Parameters tractor steel
A lot of steel can go into the production of machinery

Given these ever changing parameters it is little wonder that manufacturers are burning a good deal of midnight oil in trying to put together price lists for 2022.

The message that is emerging from the trade is that there will certainly be an increase in price for farm equipment next year. Somewhat unsurprisingly, dealers and importers are suggesting that the best way to mitigate the rise is to order machinery early, so a price can be firmly nailed down.

Farm incomes

There is little doubt that farmers are presently benefiting from firmer food commodity prices. Wheat is well on its way to recovering its record highs of nearly a decade ago and milk remains steady, in the mid-thirty c/L range.

On paper, this gives the average dairy farmer with 90 cows a gross income of €160,000 per annum. Yet, there are plenty of herds approaching 200 head which would at least double that figure to €300,000+.

Over half the tractors sold in Ireland lie in the 100hp to 140hp power band, where they typically cost €85,000 apiece. Buying one new, over a five year period, will take just €17,000 from that income.

Admittedly, these are very crude figures, but they do suggest that the money is there to invest in new machinery, as well as all the infrastructure that modern farms rely on.

Again, this would appear to be a global effect, for the Federal reserve Bank of Chicago has reported that demand for farm loans, to cover all aspects of a farm enterprise, has just reached a 35 year low.

However, it also reports that credit extended to farmers by other sources, such as merchants and dealers, increased, although it was not able to put a figure on this.

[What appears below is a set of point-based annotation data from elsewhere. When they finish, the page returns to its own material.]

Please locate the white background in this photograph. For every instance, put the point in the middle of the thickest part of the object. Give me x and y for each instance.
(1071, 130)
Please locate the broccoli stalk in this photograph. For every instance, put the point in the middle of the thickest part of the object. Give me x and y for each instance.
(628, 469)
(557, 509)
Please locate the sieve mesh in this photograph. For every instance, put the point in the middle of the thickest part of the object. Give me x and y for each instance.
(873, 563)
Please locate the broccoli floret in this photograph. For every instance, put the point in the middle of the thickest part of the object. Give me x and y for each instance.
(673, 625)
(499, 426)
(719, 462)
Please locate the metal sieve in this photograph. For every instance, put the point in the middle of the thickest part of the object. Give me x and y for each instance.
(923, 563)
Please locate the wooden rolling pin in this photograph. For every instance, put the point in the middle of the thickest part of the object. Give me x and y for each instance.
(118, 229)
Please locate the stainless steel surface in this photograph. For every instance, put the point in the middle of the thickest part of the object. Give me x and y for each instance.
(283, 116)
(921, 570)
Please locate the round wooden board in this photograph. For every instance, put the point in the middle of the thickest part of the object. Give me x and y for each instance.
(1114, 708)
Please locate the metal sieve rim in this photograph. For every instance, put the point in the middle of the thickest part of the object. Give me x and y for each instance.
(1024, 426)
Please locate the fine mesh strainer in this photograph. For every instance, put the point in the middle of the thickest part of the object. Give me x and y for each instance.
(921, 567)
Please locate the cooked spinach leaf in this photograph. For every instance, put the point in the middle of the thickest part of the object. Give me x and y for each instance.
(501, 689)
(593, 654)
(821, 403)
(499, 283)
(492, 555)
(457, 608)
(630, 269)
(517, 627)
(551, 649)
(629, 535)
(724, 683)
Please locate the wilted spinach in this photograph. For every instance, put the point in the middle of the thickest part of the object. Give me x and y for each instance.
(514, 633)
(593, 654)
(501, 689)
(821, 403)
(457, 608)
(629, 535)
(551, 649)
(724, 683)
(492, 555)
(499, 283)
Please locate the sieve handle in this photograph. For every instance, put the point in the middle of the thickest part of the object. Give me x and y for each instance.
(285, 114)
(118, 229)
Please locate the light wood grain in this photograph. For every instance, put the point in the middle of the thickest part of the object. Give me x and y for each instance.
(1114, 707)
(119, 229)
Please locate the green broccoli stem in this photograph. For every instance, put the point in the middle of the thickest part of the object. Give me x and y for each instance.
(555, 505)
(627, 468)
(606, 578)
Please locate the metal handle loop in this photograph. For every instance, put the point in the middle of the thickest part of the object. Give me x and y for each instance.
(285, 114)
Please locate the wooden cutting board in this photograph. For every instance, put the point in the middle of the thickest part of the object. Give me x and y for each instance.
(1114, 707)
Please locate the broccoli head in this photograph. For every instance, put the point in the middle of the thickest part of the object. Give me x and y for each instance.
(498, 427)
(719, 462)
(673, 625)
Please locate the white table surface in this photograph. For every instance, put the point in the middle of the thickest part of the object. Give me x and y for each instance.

The case for buying in 2022

Talk in the trade suggests that most dealers are happy with the 2021 season and are quietly expecting sales to continue at a healthy level next year. If farm gate prices remain steady then this might not be an unreasonable assumption.

The big unknown is the price of the machinery on offer. Steel is undergoing a great deal of fluctuation in price and has exceeded many forecasts given over the year, yet it is still within a known range.

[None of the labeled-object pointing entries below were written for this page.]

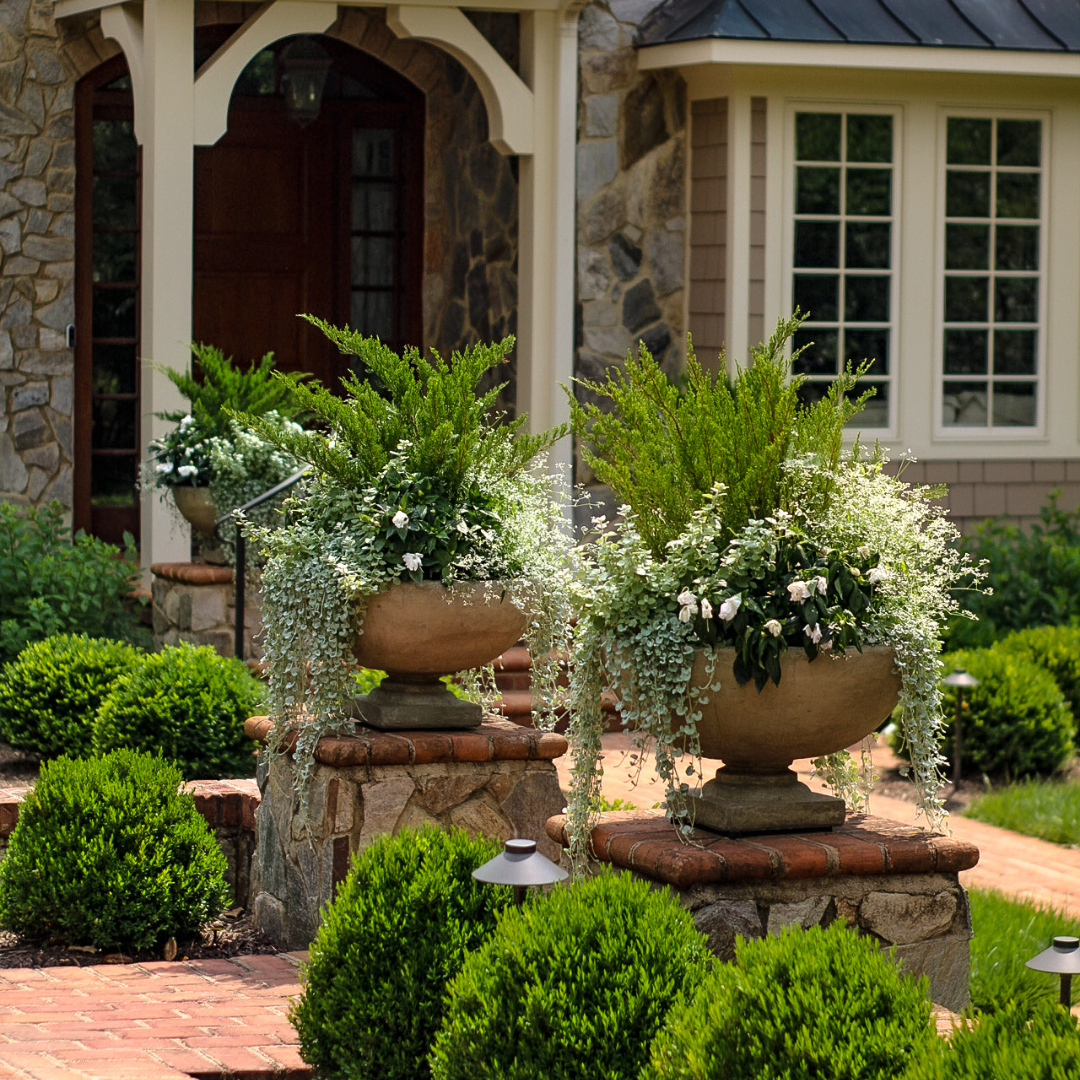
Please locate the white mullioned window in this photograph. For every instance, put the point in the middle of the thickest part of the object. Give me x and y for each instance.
(991, 298)
(844, 251)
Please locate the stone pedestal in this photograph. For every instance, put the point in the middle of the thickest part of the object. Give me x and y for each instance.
(497, 780)
(893, 882)
(197, 603)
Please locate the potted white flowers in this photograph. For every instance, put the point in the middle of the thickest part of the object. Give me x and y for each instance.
(766, 596)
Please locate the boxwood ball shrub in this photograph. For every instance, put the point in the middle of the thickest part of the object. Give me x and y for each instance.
(108, 852)
(574, 984)
(1016, 723)
(189, 704)
(806, 1006)
(401, 927)
(50, 693)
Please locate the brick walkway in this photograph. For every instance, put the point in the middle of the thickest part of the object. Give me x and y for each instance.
(204, 1018)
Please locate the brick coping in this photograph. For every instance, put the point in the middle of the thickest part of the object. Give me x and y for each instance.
(192, 574)
(644, 840)
(495, 740)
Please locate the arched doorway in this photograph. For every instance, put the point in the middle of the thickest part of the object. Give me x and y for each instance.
(324, 217)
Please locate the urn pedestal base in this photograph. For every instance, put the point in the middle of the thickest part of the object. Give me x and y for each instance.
(739, 804)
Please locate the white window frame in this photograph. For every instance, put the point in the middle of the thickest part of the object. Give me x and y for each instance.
(860, 107)
(989, 433)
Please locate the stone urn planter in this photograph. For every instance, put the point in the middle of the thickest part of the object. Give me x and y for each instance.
(418, 633)
(819, 707)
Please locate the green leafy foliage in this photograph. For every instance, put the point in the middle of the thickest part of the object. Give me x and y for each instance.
(575, 984)
(1016, 723)
(1012, 1044)
(107, 852)
(400, 929)
(664, 447)
(189, 704)
(1034, 577)
(1007, 933)
(806, 1006)
(51, 692)
(53, 583)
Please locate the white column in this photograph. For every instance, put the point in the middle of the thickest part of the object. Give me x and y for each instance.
(167, 205)
(547, 211)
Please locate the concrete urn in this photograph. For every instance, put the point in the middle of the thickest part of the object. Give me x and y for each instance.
(418, 633)
(819, 707)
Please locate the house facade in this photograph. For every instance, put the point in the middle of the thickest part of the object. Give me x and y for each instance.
(582, 177)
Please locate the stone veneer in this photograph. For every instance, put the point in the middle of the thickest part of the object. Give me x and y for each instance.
(893, 882)
(497, 780)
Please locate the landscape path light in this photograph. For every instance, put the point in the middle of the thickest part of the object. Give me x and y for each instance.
(520, 865)
(961, 679)
(1062, 958)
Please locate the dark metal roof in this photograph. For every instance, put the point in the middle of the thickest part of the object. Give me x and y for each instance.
(1033, 25)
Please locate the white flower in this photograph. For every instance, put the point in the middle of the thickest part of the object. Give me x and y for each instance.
(798, 591)
(730, 607)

Thankfully, machines are not all about steel. Yet other components, such as electronic chips, have risen sharply due to strong demand. Transport costs, especially container shipping rates, have also headed sharply north.

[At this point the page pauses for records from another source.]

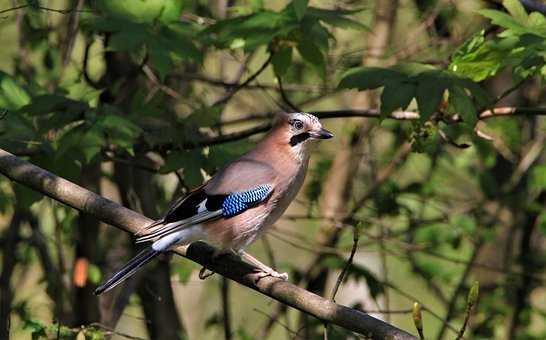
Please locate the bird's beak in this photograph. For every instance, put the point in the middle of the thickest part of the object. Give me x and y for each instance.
(321, 134)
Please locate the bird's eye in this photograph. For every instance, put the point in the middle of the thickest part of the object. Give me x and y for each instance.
(298, 124)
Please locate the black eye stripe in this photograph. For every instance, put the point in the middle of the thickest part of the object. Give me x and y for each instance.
(297, 139)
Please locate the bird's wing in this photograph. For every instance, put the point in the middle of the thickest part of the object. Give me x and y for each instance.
(241, 185)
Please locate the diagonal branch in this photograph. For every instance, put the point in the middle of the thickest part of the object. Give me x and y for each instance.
(229, 266)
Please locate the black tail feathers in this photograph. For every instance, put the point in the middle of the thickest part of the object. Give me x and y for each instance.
(128, 270)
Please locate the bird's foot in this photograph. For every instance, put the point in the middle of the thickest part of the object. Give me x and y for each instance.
(265, 273)
(204, 273)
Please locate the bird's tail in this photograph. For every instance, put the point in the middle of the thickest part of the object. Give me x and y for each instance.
(128, 270)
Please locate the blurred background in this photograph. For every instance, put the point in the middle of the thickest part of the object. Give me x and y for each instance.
(142, 100)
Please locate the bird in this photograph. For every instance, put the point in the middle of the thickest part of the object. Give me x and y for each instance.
(236, 205)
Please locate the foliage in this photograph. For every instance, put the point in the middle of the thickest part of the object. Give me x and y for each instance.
(143, 100)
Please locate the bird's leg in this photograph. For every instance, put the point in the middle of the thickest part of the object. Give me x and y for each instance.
(204, 272)
(266, 271)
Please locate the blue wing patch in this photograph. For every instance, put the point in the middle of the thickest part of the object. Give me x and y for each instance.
(238, 202)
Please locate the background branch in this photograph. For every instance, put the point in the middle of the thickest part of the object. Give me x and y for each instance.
(229, 266)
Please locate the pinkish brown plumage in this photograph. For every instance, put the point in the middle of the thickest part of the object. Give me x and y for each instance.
(278, 163)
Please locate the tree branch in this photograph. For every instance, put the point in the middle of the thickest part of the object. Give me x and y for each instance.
(229, 266)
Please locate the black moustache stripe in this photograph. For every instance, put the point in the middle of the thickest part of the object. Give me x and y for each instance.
(302, 137)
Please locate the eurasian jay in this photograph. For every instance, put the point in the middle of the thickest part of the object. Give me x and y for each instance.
(239, 202)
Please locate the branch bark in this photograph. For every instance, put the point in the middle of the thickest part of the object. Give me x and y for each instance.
(229, 266)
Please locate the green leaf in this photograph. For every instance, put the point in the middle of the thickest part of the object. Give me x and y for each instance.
(161, 60)
(192, 163)
(337, 18)
(396, 95)
(366, 78)
(281, 61)
(429, 95)
(300, 7)
(36, 328)
(538, 177)
(126, 41)
(312, 54)
(464, 105)
(12, 96)
(516, 9)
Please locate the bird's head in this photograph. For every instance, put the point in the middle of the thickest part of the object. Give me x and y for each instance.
(300, 127)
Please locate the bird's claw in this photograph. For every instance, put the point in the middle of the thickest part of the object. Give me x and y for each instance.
(262, 273)
(204, 273)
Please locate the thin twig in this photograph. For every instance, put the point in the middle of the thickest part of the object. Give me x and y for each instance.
(236, 89)
(230, 266)
(348, 264)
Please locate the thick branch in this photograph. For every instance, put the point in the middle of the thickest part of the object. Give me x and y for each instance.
(229, 266)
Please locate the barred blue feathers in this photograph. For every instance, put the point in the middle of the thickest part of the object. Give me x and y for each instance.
(238, 202)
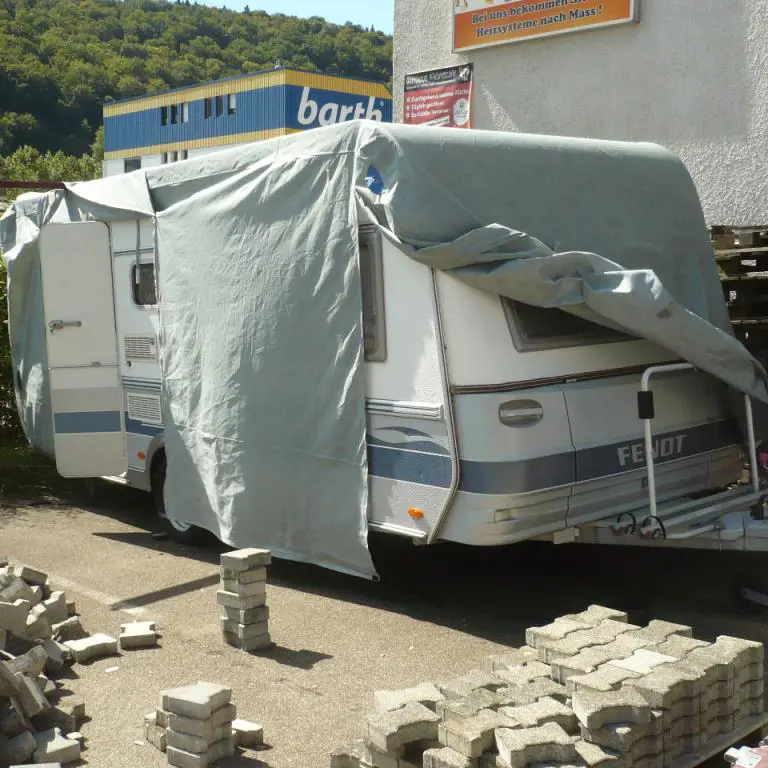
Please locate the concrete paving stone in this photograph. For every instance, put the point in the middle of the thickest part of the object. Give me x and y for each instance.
(32, 576)
(658, 631)
(256, 589)
(202, 728)
(69, 629)
(52, 746)
(251, 616)
(250, 576)
(595, 614)
(182, 759)
(605, 678)
(618, 737)
(571, 644)
(198, 701)
(525, 674)
(56, 607)
(391, 731)
(197, 744)
(595, 756)
(30, 697)
(137, 634)
(245, 559)
(517, 695)
(679, 646)
(348, 756)
(93, 647)
(247, 644)
(472, 736)
(244, 631)
(233, 600)
(479, 678)
(521, 746)
(38, 625)
(546, 710)
(596, 709)
(515, 657)
(467, 706)
(642, 661)
(667, 684)
(247, 734)
(445, 757)
(17, 749)
(536, 637)
(424, 693)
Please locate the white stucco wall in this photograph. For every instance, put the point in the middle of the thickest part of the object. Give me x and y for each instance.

Rubber however, has actually decreased in price, and was trading at $1.87/kg in July, down from $2.37 in February, partially offsetting price rises elsewhere.

Being within the euro zone, Ireland does not need to worry about exchange rate fluctuations for a large proportion of its machinery, yet anything from the UK or America will be subject to these vagaries.

new purchase opportunity
Machinery developments offer ever greater cost savings

There are a lot of often conflicting factors to take into account when considering updating machinery, yet there also some certainties.

The first is that the manufacturers and importers also seek price stability and work towards reducing sudden shocks in pricing – it makes life easier for them as well.

The second is that machine design does not stand still, new developments are always bringing greater efficiency to farming operations; these cannot be taken advantage of without investing in new equipment.

If the money is available to upgrade and improve machinery then the opportunity to do so should not be passed over lightly. Farming is cyclic, it would be unfortunate to be still working with older machinery if food commodity prices took another tumble.